Die Präsidentin der Landwirtschaftskommission, Carmen Crespo Díaz , teilte diese Bedenken und betonte die entscheidende Rolle der Weinberge in den Trockengebieten Europas. Weinberge tragen nicht nur zur Eindämmung der Wüstenbildung bei, sondern dienen auch als natürliche Kohlendioxidsenken und leisten somit einen wichtigen Beitrag zum Kampf gegen den Klimawandel. Díaz plädierte für eine stärkere Unterstützung zum Schutz der Weinberge, die sowohl für die regionale Wirtschaft als auch für die übergeordneten Umweltziele des Europäischen Green Deals von zentraler Bedeutung sind.
Steigende Kosten für Produzenten
Eines der dringlichsten Themen der Sitzung waren die explodierenden Produktionskosten. Die PSOE-Europaabgeordnete Cristina Maestre warnte, dass die Produktions- und Vertriebskosten im Weinsektor ein untragbares Niveau erreichen, insbesondere jetzt, da die Weinlese beginnt. Sie betonte, dass viele Winzer derzeit unter ihren Produktionskosten verkaufen und damit die finanzielle Stabilität des Sektors gefährden. Maestre forderte ein Eingreifen der EU, um Verluste beim Verkauf zu verhindern und faire Marktpreise für die Erzeuger in ganz Europa zu gewährleisten.
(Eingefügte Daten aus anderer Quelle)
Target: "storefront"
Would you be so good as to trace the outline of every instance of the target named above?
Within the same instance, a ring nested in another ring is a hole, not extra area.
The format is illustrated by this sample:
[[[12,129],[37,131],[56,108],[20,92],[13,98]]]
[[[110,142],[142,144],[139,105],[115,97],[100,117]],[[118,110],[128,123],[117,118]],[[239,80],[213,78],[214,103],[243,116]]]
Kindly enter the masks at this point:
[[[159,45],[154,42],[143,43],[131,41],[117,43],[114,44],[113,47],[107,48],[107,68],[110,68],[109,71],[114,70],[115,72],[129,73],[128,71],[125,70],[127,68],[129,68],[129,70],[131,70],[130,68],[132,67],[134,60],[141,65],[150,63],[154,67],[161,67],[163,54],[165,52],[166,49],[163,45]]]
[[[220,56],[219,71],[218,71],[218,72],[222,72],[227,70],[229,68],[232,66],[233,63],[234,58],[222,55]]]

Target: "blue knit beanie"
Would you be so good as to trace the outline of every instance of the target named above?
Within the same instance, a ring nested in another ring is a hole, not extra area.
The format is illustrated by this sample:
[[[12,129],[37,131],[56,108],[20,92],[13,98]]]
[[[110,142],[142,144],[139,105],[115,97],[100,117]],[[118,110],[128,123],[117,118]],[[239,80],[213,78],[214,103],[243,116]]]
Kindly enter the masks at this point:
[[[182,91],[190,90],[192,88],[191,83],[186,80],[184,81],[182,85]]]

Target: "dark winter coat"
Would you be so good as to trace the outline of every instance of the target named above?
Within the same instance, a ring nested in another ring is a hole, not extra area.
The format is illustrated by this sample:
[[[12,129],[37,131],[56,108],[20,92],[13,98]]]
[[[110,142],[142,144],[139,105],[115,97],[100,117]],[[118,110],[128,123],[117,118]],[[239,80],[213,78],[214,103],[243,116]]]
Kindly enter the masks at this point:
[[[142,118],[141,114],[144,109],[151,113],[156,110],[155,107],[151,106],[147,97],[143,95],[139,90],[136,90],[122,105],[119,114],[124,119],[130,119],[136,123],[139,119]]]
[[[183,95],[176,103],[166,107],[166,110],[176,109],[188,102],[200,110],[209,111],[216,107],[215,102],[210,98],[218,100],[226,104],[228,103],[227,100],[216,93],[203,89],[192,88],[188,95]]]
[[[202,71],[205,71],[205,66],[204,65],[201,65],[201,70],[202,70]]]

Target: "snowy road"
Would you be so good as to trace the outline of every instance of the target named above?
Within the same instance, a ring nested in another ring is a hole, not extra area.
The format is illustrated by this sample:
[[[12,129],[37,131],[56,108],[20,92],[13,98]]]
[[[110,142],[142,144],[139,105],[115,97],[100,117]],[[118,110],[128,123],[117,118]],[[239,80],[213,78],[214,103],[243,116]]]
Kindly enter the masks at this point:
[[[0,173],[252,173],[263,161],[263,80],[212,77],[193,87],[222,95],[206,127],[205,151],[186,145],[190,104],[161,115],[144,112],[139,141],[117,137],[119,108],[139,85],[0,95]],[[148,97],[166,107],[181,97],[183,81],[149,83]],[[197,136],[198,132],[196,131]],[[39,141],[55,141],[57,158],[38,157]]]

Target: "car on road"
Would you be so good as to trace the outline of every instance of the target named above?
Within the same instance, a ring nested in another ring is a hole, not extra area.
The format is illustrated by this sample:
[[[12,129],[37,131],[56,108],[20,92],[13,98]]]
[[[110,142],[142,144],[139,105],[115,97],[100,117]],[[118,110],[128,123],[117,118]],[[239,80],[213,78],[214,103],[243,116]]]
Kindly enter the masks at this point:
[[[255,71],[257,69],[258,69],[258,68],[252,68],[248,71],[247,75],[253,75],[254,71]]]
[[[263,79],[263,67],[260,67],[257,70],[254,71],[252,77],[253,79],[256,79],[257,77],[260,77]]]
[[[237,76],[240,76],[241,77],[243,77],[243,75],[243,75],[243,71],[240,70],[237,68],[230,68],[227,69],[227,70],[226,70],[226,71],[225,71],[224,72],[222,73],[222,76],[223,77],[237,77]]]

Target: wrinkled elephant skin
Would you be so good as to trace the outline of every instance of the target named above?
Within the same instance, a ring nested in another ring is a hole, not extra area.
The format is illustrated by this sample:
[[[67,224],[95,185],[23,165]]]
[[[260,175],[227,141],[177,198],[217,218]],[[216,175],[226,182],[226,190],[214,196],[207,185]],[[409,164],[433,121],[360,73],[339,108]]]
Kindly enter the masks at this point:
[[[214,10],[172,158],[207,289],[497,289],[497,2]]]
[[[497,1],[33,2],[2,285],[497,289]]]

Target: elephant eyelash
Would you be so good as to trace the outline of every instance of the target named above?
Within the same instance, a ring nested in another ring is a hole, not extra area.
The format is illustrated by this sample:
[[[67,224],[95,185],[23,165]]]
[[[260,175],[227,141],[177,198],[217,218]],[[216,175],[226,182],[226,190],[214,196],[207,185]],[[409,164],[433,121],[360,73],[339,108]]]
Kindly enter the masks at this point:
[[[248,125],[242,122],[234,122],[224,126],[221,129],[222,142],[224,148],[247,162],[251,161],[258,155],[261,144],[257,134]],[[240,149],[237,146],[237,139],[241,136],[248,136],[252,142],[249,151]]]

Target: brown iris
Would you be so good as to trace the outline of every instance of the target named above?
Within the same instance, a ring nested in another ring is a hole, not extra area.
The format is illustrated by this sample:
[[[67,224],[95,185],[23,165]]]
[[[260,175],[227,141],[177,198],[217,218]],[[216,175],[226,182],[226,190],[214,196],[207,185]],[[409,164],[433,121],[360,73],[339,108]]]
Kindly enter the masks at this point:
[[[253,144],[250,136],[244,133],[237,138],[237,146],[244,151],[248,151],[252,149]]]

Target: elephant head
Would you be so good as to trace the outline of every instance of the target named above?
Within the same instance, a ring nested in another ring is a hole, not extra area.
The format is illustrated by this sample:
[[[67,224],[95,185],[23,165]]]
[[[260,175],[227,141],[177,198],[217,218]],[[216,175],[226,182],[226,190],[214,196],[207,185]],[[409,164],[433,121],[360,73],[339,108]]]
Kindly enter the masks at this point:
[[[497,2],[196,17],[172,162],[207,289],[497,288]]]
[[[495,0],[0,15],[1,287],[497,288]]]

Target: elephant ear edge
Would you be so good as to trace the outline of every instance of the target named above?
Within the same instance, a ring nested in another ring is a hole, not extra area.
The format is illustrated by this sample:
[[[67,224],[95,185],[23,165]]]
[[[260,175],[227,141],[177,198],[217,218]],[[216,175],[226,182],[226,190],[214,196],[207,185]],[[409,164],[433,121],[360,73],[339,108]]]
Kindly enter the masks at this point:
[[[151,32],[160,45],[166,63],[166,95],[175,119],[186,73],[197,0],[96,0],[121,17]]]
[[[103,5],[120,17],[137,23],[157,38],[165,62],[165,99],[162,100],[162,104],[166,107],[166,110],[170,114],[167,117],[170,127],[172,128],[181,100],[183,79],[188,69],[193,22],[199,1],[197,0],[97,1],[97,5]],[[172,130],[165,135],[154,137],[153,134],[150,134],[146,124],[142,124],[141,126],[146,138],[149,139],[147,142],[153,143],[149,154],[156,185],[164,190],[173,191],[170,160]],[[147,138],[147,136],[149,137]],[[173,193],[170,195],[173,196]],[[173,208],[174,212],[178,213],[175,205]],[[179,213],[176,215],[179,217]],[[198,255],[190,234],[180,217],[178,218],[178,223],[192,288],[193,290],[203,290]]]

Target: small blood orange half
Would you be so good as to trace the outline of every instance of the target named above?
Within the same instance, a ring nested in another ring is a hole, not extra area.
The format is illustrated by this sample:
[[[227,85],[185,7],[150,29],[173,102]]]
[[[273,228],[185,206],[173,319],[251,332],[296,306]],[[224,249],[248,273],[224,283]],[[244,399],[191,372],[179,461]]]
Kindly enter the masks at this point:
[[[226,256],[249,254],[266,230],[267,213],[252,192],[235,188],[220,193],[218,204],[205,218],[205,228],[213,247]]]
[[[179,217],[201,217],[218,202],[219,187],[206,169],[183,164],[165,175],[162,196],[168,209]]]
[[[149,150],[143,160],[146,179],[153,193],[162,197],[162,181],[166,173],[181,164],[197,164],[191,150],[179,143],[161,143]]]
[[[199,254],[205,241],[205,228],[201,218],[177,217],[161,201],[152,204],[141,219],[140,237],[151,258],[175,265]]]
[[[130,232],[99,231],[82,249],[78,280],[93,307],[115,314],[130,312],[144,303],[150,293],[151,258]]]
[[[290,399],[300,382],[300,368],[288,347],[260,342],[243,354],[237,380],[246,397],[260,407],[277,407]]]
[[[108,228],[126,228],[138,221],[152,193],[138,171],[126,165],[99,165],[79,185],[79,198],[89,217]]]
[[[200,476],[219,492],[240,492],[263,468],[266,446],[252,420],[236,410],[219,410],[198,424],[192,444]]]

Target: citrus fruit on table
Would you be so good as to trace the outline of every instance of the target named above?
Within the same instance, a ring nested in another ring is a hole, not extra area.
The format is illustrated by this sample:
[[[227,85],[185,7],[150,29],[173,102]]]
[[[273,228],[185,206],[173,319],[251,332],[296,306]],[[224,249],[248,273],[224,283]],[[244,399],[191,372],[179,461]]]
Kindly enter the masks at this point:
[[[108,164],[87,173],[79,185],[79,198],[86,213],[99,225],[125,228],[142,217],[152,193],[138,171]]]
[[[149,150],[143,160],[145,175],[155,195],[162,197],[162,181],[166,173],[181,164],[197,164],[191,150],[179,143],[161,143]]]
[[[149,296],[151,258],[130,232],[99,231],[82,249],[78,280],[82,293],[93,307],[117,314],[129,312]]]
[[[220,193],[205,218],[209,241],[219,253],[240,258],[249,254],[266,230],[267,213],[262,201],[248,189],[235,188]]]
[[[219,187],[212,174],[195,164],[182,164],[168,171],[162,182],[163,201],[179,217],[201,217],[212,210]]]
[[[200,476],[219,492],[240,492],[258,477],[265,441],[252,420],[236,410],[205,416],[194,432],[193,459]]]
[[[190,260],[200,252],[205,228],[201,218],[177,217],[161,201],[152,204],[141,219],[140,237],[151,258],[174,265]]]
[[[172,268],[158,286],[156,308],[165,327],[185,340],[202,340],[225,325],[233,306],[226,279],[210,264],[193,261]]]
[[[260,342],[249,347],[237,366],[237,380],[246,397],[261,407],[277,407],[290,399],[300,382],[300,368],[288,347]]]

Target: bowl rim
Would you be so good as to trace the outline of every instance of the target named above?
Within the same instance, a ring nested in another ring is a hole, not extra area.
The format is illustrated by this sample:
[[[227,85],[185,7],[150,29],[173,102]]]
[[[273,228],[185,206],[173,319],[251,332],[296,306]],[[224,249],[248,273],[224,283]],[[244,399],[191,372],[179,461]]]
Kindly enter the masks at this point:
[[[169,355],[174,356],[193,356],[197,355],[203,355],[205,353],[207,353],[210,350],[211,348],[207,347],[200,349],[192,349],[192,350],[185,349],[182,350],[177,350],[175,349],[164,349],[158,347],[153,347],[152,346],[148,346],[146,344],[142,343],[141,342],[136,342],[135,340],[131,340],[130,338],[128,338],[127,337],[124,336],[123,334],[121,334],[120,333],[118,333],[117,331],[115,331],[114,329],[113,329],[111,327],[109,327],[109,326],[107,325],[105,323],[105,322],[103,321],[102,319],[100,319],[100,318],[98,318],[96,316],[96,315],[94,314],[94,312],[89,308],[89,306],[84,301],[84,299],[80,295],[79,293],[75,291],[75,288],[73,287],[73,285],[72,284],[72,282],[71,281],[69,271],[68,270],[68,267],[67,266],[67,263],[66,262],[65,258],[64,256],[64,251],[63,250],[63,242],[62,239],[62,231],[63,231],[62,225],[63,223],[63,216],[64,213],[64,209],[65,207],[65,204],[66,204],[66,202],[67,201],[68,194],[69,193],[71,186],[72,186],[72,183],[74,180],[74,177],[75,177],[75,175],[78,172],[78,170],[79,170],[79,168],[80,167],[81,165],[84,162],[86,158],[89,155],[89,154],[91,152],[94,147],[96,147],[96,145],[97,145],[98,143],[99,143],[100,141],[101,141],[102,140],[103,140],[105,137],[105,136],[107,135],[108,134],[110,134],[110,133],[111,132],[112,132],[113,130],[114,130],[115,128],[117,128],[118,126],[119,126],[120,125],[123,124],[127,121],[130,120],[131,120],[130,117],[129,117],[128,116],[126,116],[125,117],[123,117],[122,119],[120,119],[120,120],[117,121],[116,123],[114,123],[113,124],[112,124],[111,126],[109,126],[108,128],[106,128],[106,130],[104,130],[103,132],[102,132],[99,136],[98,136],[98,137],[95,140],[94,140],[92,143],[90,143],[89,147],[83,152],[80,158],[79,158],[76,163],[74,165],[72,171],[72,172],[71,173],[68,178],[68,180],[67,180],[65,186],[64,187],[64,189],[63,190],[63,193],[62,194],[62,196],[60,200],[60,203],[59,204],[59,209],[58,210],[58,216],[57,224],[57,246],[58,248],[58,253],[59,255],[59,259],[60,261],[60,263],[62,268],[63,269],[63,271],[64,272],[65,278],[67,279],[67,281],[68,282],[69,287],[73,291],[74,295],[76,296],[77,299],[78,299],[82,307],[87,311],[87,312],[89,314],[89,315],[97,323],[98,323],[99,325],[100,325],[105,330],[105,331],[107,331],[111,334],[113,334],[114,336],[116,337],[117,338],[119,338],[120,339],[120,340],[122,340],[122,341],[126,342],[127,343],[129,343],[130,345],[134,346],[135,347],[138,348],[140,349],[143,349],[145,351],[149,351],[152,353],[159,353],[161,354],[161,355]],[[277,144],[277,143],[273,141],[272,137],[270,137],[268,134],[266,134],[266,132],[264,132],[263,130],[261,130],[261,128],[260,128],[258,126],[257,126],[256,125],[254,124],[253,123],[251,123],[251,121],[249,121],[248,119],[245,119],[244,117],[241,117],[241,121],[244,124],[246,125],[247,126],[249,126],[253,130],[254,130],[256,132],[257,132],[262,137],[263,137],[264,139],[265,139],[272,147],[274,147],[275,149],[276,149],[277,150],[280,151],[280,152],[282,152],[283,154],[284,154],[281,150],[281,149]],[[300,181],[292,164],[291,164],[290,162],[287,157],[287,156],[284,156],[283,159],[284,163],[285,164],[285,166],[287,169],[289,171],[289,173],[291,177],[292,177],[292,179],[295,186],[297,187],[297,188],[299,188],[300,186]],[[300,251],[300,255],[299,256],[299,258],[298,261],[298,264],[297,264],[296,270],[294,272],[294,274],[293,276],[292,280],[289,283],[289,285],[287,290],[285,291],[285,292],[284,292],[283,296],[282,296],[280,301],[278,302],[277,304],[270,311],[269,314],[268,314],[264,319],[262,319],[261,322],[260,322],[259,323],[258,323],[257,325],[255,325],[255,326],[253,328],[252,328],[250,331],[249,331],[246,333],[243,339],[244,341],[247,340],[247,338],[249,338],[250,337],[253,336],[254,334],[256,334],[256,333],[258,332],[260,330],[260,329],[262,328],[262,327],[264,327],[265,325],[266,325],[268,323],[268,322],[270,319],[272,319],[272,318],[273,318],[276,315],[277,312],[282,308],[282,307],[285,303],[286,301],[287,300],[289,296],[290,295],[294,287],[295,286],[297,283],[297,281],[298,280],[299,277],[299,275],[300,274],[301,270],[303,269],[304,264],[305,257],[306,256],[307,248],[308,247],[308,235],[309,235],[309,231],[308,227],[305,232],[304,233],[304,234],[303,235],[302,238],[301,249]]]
Nächste Schritte: Hochrangige Arbeitsgruppe zur Weinpolitik
Diese Diskussion diente als Vorbereitung auf ein hochrangiges Treffen zur Weinpolitik, das nächste Woche stattfinden wird. Die von EU-Agrarkommissar Janusz Wojciechowski Anfang des Jahres angekündigte Gruppe wird sich mit den unmittelbaren und langfristigen Herausforderungen des europäischen Weinsektors befassen. Mit Fokus auf Nachhaltigkeit, Marktstabilität und Erzeugerförderung dürfte die Gruppe in den kommenden Jahren eine zentrale Rolle bei der Gestaltung der EU-Weinpolitik spielen.
Da der europäische Weinsektor mit den kombinierten Belastungen durch sich ändernde Verbrauchertrends, den Klimawandel und die globale wirtschaftliche Instabilität zu kämpfen hat, werden die Lösungen, die von politischen Entscheidungsträgern und Branchenführern in den kommenden Monaten entwickelt werden, entscheidend für die Sicherung der Zukunft dieser historisch wichtigen Branche sein.